Probing dark-state electromagnetic form factors at future linear electron-positron colliders with polarized beams
Zhong Zhang, Yu Zhang, Zeren Simon Wang, Yunlan Ji
TL;DR
This work probes the electromagnetic form factors of neutral dark-sector fermions using higher-dimensional operators that couple to the SM photon and Z boson, focusing on dim-5 magnetic/electric dipole moments and dim-6 anapole and charge radius. By studying mono-photon production at future polarized e^+e^- colliders (ILC and CLIC) and exploiting beam polarization to boost signal while suppressing neutrino backgrounds, the authors forecast sensitivities surpassing current bounds by up to two orders of magnitude. They implement a detailed event selection and statistically quantify reach via a χ^2 framework, while also assessing the perturbative unitarity and EFT validity limits, noting that dim-5 EFT remains reliable in most accessible regions whereas dim-6 EFT can be problematic at high energies.

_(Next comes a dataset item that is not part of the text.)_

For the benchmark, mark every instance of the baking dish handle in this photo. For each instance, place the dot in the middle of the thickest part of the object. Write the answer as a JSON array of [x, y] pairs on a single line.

The results underscore the practical impact of beam polarization in enhancing dark-state sensitivity and provide guidance on the EFT applicability for interpreting potential signals at future linear colliders.
Abstract
We study the electromagnetic form factors of electrically neutral dark-sector particles in this paper. Concretely speaking, we focus on operators that can lead to interactions of fermionic dark states with the Standard-Model (SM) photon, including both dimension-5 (the magnetic and electric dipole moments) and dimension-6 (the anapole moment and charge radius) operators. Correspondingly, instead of the SM-photon form factors, we employ hypercharge gauge-field form factors that can induce additional couplings to the SM $Z$-boson. Utilizing the mono-photon production channel at future linear electron-positron colliders, the International Linear Collider (ILC) and the Compact Linear Collider (CLIC), we demonstrate that tuning beam polarization allows for simultaneous enhancement of signal-event rates and suppression of dominant SM background events, i.e.~neutrino-induced processes, and hence improvement of sensitivity reach. Our analysis reveals that ILC and CLIC can probe electromagnetic form factors of dark-sector particles up to about two orders of magnitude beyond existing experimental limits. We also estimate, at the order-of-magnitude level, the validity range of the effective-field-theory (EFT) approach we adopt, finding that for the dimension-5 operators the EFT remains valid in most of the parameter regions to which the ILC and CLIC can be sensitive, while it breaks down in the entire sensitivity region for the dimension-6 operators.